There are shameful mistakes in the memorial plans that must be corrected. For example, although each one of the lives lost on 9/11 at the Pentagon, in Shanksville, Pa, and in New York will be inscribed on parapets surrounding two waterfalls and pools representing the footprints of the Twin Towers, the victims’ ages will not be provided. Also, the names will be randomly placed, making it very difficult to find them by individual. Disturbingly, uniformed personnel, including the 343 members of the FDNY, will not be listed with their rank. It will not say Chief of Department Peter Ganci, or Father Mychal Judge, or Deputy Chief Ray Downey because it was decided that this would create a “hierarchy of death.” This is the epitome of political correctness run wildly amok. Meritorious attainment of a designation such as Dr. or CEO, chief or reverend, does not create a hierarchy of death, but rather recognizes achievements in lives well-lived.
In addition, the 9/11 museum—primarily underground—plans to present “a river of faces” in a “memorial exhibition.” Unbelievably, this consists of small photographs of the victims, stacked one on top of the other, the top row of photos 12 feet above floor level, in a giant mosaic. To get information on one of the victims, you need to go to a computer in one of three kiosks.

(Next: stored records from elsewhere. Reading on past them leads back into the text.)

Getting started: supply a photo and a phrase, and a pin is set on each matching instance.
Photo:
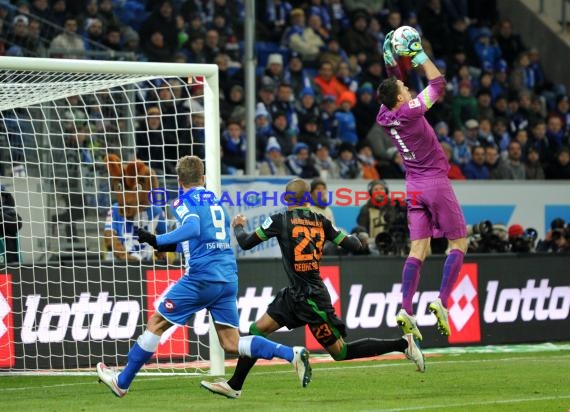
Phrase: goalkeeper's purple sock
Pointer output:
(451, 269)
(410, 281)
(135, 360)
(260, 347)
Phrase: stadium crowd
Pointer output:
(319, 63)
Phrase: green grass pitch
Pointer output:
(538, 381)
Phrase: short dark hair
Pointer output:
(388, 92)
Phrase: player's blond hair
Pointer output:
(190, 170)
(300, 188)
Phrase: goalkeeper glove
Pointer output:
(388, 50)
(146, 237)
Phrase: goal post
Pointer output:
(69, 296)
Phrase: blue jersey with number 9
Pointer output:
(209, 256)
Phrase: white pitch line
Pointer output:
(476, 403)
(327, 368)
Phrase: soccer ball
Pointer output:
(406, 41)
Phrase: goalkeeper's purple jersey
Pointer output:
(413, 135)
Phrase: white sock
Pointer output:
(148, 341)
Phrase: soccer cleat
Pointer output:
(408, 324)
(437, 308)
(302, 366)
(414, 353)
(221, 387)
(109, 376)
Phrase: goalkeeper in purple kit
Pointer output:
(436, 211)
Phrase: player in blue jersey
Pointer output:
(435, 211)
(301, 234)
(210, 282)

These stolen lives are not a “river of faces.” They are individuals who are entitled to have their photos and their lives recognized individually and respectfully, not cataloged in a kiosk that will be difficult to access at best.

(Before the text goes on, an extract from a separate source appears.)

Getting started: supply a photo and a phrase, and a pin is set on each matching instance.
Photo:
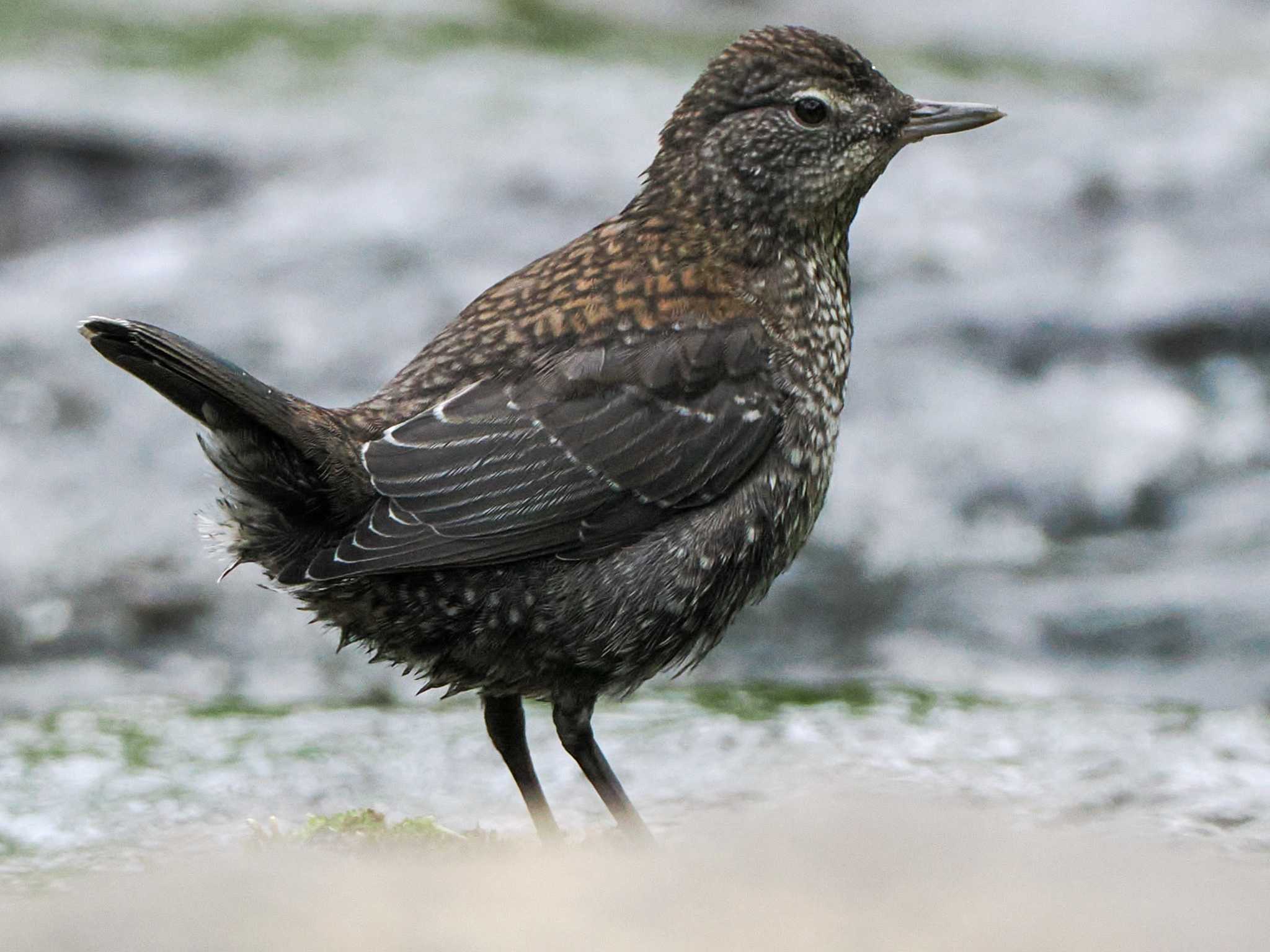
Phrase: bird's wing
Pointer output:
(587, 452)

Ironically, the terrorists are to be given their own corridor, their photos at eye-level, with their martyrdom quotes and artifacts, such as one of the terrorist’s visas, for all to see. This cannot be allowed to happen while the innocent victims are treated as some nameless group in a river of faces. Nowhere in this museum’s plans will you find any of the individual victims’ artifacts of life, such as a pair of running shoes or a child’s favorite storybook. Decency mandates we put the murderers’ information on a kiosk computer so that this offensive garbage does not have to be viewed by those of us who would rather never have to look at their horrible images again, or be disgusted by their vile comments.
There are also plans to place nearly 10,000 unidentified human remains behind a memorial wall inside the lowest level of the paid-admission museum with a plaque identifying the location of the remains. This plan is considered by international protocols and museum professionals to be highly unethical, unorthodox, and improper—and it was done without consulting and receiving the consent of all the affected families. The nation expects and deserves a dignified tomb at ground level, accessible to all, so that we can forever pay our respects. It should be a stand-alone monument similar to the tomb of the Unknown Soldier. It should be staffed by an honor guard as we do for our unknown soldier, as a national symbol of our loss that day and of the sacrifices and the honor shown by our fallen. The unidentified remains of those lost on 9/11 must not be a “programmatic element” of the museum, which turns sacred human remains into a museum exhibit.
The final outrage of these deeply flawed plans is that one solitary American flag is to be flown at the site. We must insist that a flag be flown for every individual who fell that day, acknowledging every nation that suffered a loss. One flag for each of the fallen—that is the least we can do. We should ring this hollowed ground with a wall of flags.
I've been to the Oklahoma City Memorial a couple of times and it's done very, very well. The people in New York and Pennsylvania could take a lesson from those folks.
1 comment:
I'd like to write them and tell them just exactly what the various kinds of idiots they are, but then they'd stop reading.
I suspect it's another case of "too many cooks..." plus too many lawyers and too many chiselers, and too many "too, too special" interest gooups.